= Communicatio idiomatum =

Christological concept

Communicatio idiomatum (Latin: communication of properties) is a Christological (Note: The adjective Christological can be used in two different ways. Here it is used in the narrow sense as defined in this sentence. It can also be used for the much wider range of doctrines which were traditionally labelled the "Person and Work of Jesus Christ".) concept about the interaction of deity and humanity in the person of Jesus Christ. It maintains that in view of the unity of Christ's person, his human and divine attributes and experiences might properly be referred to the divine Person (God the Son) in terms of his other nature. For example, the theologian may speak of "the suffering of God".

The germ of the idea is first found in Ignatius of Antioch (c. AD 100) but the development of an adequate, agreed technical vocabulary only took place in the fifth century with the First Council of Ephesus in 431 and the Council of Chalcedon twenty years later and the approval of the doctrine of the hypostatic union of the two distinct natures of Christ. In the sixteenth century, the Reformed and Lutheran churches disagreed with each other on this question.

The philosopher J. G. Hamann argued that the communicatio idiomatum applies not just to Christ, but should be generalised to cover all human action: "This communicatio of divine and human idiomatum is a fundamental law and the master-key of all our knowledge and of the whole visible economy."

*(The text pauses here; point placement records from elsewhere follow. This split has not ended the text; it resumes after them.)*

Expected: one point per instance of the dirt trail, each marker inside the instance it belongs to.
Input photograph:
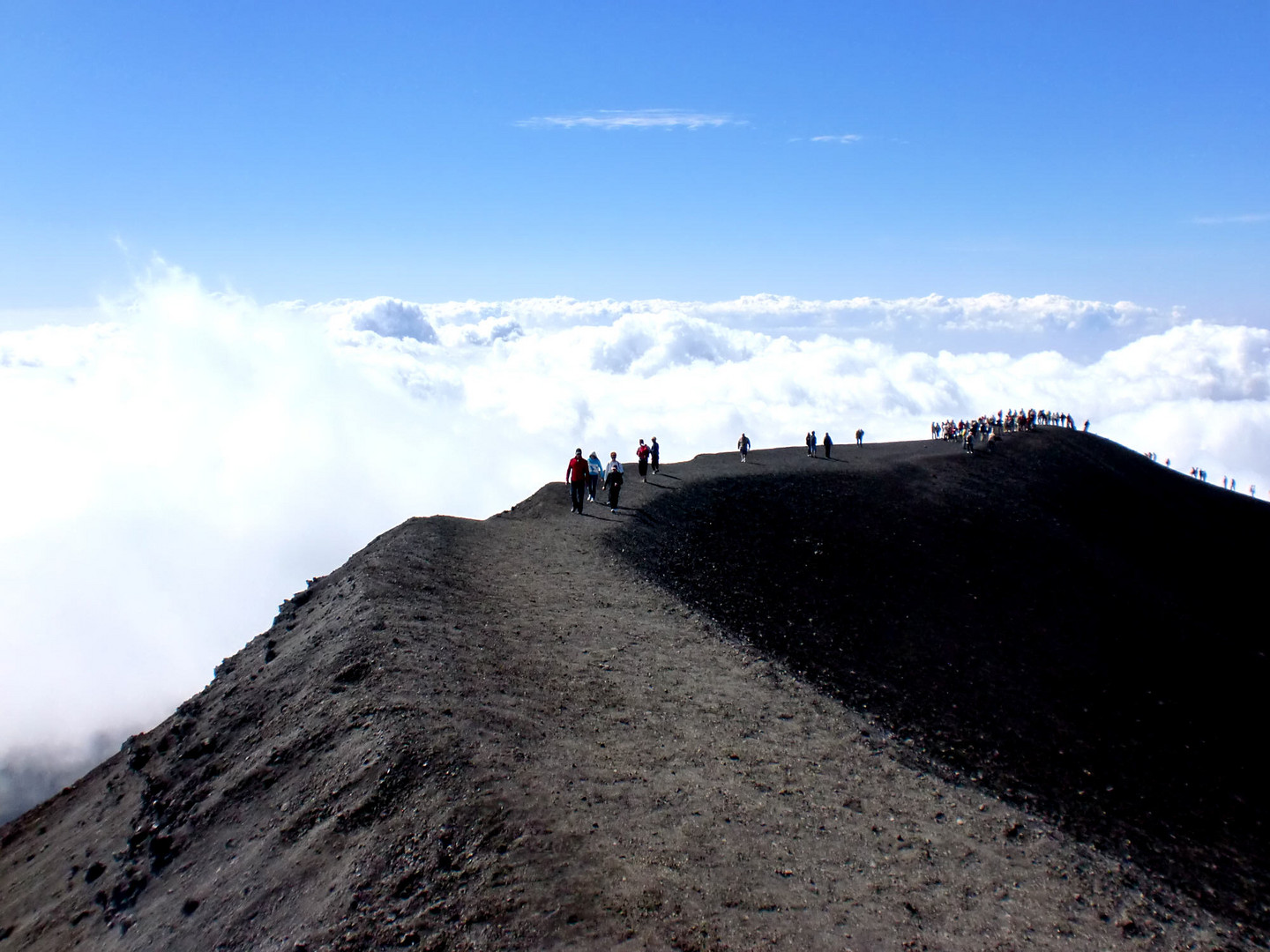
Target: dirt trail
(497, 735)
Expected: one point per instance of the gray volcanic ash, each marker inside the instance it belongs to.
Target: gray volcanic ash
(499, 735)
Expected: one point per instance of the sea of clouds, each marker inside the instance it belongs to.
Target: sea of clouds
(185, 460)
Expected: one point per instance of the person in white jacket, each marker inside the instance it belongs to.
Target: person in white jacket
(614, 480)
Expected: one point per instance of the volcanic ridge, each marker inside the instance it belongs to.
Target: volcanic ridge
(905, 698)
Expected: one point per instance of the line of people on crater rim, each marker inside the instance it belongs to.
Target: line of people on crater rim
(1201, 475)
(585, 476)
(987, 429)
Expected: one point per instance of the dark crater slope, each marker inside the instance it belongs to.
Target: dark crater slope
(1064, 619)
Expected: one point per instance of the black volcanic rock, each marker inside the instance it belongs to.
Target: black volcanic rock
(502, 735)
(1065, 620)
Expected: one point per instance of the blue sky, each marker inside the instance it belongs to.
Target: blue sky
(267, 271)
(1105, 152)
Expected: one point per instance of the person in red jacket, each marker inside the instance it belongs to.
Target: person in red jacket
(576, 475)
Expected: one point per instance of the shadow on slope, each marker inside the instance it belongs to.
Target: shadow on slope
(1064, 620)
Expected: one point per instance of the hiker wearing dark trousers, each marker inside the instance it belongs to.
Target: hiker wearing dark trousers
(576, 475)
(614, 480)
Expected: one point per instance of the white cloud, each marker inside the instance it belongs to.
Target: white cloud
(187, 444)
(1254, 219)
(634, 120)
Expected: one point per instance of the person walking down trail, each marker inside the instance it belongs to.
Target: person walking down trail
(614, 480)
(594, 471)
(576, 475)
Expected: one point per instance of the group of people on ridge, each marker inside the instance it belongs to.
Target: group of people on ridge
(585, 475)
(811, 443)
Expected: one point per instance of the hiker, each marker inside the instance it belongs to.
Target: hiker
(614, 480)
(594, 470)
(576, 475)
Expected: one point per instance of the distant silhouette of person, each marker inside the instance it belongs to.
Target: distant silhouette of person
(576, 475)
(594, 471)
(614, 480)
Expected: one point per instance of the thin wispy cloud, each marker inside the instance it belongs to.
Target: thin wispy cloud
(1231, 219)
(634, 120)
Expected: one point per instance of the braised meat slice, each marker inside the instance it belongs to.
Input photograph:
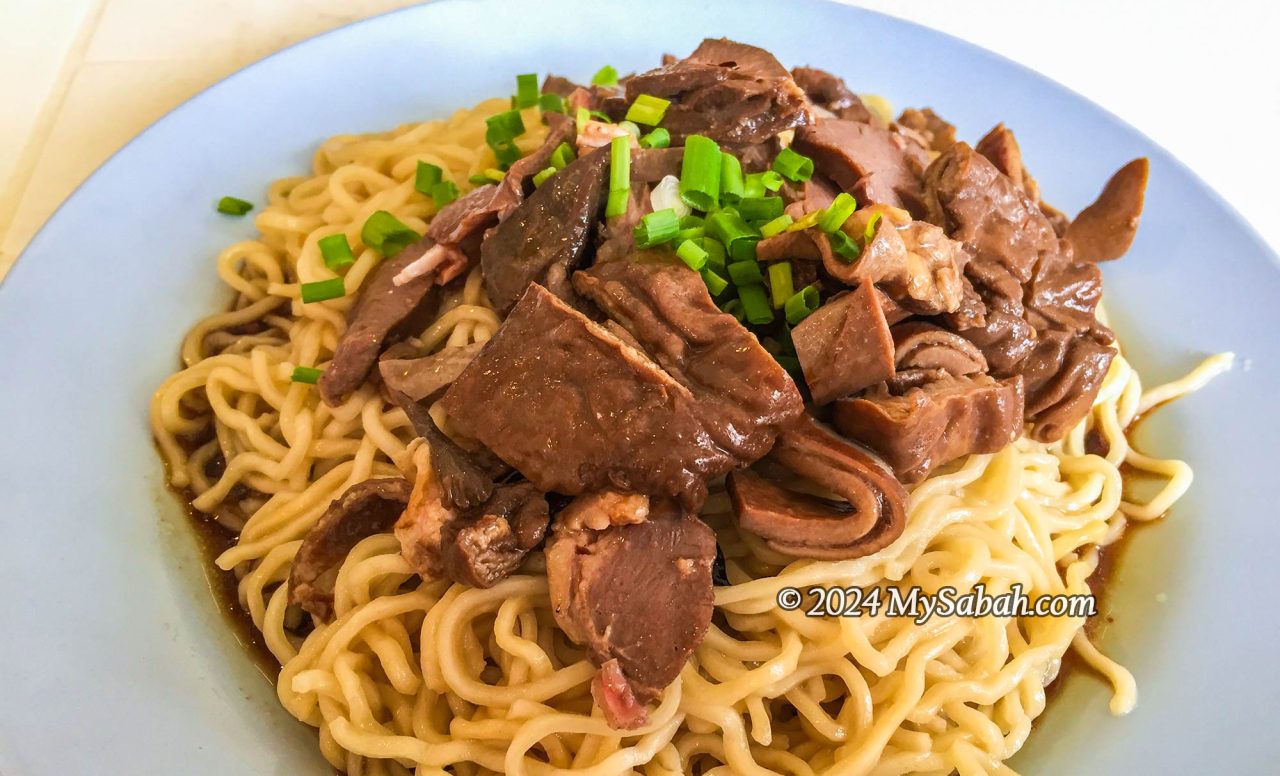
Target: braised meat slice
(743, 397)
(871, 516)
(731, 92)
(877, 165)
(484, 546)
(830, 94)
(938, 421)
(639, 594)
(383, 313)
(845, 345)
(547, 237)
(1106, 228)
(938, 135)
(575, 409)
(365, 509)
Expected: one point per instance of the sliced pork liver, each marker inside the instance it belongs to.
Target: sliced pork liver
(876, 164)
(548, 236)
(365, 509)
(731, 92)
(639, 594)
(575, 409)
(743, 397)
(936, 423)
(845, 346)
(383, 313)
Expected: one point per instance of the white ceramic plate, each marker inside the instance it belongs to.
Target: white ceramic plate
(113, 658)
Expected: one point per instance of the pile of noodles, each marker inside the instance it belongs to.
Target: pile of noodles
(420, 678)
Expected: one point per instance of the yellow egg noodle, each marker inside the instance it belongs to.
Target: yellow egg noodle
(416, 678)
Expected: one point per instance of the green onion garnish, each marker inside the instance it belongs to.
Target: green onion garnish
(837, 213)
(845, 246)
(306, 374)
(699, 173)
(526, 90)
(691, 254)
(444, 192)
(428, 176)
(501, 133)
(800, 305)
(387, 234)
(606, 76)
(543, 176)
(744, 273)
(755, 304)
(731, 178)
(562, 156)
(735, 309)
(658, 138)
(551, 103)
(323, 290)
(760, 209)
(648, 110)
(735, 233)
(336, 251)
(233, 206)
(620, 176)
(871, 226)
(657, 228)
(777, 226)
(780, 283)
(792, 165)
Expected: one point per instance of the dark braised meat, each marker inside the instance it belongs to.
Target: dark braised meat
(365, 509)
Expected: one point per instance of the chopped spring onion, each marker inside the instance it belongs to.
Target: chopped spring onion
(760, 209)
(871, 227)
(387, 234)
(735, 309)
(735, 233)
(428, 176)
(606, 76)
(837, 213)
(323, 290)
(755, 304)
(666, 194)
(526, 90)
(845, 246)
(699, 173)
(744, 273)
(336, 251)
(543, 176)
(501, 133)
(620, 176)
(777, 226)
(792, 165)
(648, 110)
(657, 228)
(551, 103)
(691, 254)
(306, 374)
(800, 305)
(562, 156)
(233, 206)
(714, 283)
(658, 138)
(781, 287)
(731, 178)
(444, 192)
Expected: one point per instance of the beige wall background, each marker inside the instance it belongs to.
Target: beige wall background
(78, 78)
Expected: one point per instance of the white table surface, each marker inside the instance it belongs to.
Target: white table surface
(78, 78)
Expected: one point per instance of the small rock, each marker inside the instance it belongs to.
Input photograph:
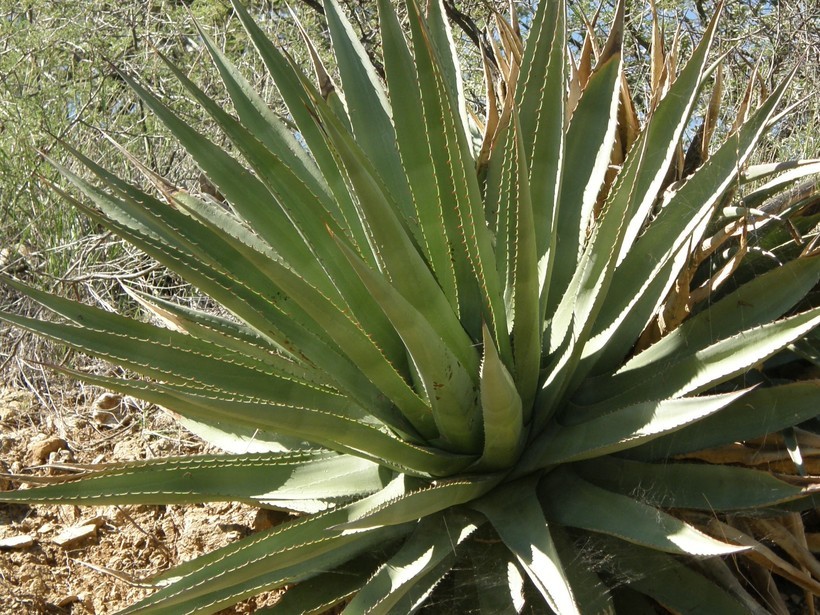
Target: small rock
(40, 450)
(69, 600)
(16, 542)
(72, 536)
(108, 410)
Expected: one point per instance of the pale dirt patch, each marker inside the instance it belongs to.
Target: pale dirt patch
(135, 541)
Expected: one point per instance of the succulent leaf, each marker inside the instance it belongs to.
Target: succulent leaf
(462, 347)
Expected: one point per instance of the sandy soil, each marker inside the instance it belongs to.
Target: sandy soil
(98, 572)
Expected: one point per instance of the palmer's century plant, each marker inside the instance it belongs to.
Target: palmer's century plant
(456, 346)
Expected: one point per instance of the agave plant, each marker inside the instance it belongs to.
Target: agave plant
(428, 343)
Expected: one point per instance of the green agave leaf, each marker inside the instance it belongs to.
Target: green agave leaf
(778, 184)
(755, 172)
(764, 299)
(517, 259)
(673, 584)
(209, 374)
(540, 100)
(697, 369)
(452, 398)
(515, 513)
(689, 485)
(243, 190)
(643, 278)
(759, 412)
(395, 251)
(237, 290)
(263, 124)
(502, 411)
(368, 107)
(224, 332)
(285, 554)
(326, 271)
(414, 142)
(624, 214)
(589, 141)
(360, 436)
(241, 439)
(298, 95)
(574, 502)
(496, 579)
(590, 591)
(455, 166)
(441, 36)
(623, 428)
(431, 546)
(321, 593)
(319, 478)
(662, 135)
(420, 501)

==Developments in the Patristic period==

Ignatius of Antioch emphasised both the oneness of Christ and the reality of his twofold mode of existence: "There is one physician, composed of flesh and spirit, generate and ingenerate, God in man, authentic life from death, from Mary and from God, first passible then impassible, Jesus Christ our Lord", but he uses phrases like 'the blood of God', 'the suffering of my God' and 'God ... was conceived by Mary'; Tertullian (c. AD 200) stated that the saviour was composed of two 'substances' and the human substance was in every respect genuine. He was the first theologian to tackle the question of the relationship between them; each preserved its particular qualities but Christians observe "a twofold condition, not confused but conjoined, Jesus, in one Person at once God and man". On the whole he referred what the one person experienced to the appropriate substance, but at times uses phrases such as "God was truly crucified, truly died". thus anticipating the doctrine of communicatio idiomatum.

When the question as to how deity and humanity could be combined in the Saviour was investigated in depth, two schools of thought emerged: one associated with Alexandria and the other with Antioch. Alexandrian thought drew heavily on Platonism and was markedly dualist, while its biblical exegesis was mystical and allegorical. Its Christology has been labelled the Word-flesh model. It took no real account of a human soul in Christ, but viewed the incarnation as the union of the Word with human flesh, thus drawing on the Platonic concept of the human being as a soul which inhabited an essentially alien body. Antiochene thought was based far more on Aristotelian principles and its biblical exegesis tended to be literal and historical thus taking the genuine humanity of the Saviour very seriously. The traditional label for this second type of Christology is Word-man: the Word united himself with a complete humanity, i.e. soul plus body, which did justice to the genuinely human being described in the Gospels. The Antiochene-style Christology stresses the distinction of natures and therefore a more tightly regulated communication of properties; while the Alexandrian-type Christology underscores the unity of Jesus Christ and therefore a more complete communication of properties.

==Lutheran–Reformed debate==

Reformed and Lutheran Christians are divided on the communicatio idiomatum. In Reformed doctrine, the divine nature and the human nature are united strictly in the person of Christ. According to his humanity, Jesus Christ remains in heaven as the bodily high priest, even while in his divine nature he is omnipresent. This coincides with the Calvinistic view of the Lord's Supper, the belief that Christ is truly present at the meal, though not substantially and particularly joined to the elements (pneumatic presence). Lutherans, on the other hand, describe a union in which the divine and the human natures share their predicates more fully. Lutheran scholastics of the 17th century called the Reformed doctrine that Christ's divine nature is outside or beyond his human nature the extra calvinisticum. They spoke of the genus maiestaticum, the view that Jesus Christ's human nature becomes "majestic", suffused with the qualities of the divine nature. Therefore, in the eucharist the human, bodily presence of Jesus Christ is "in, within, under" the elements (sacramental union).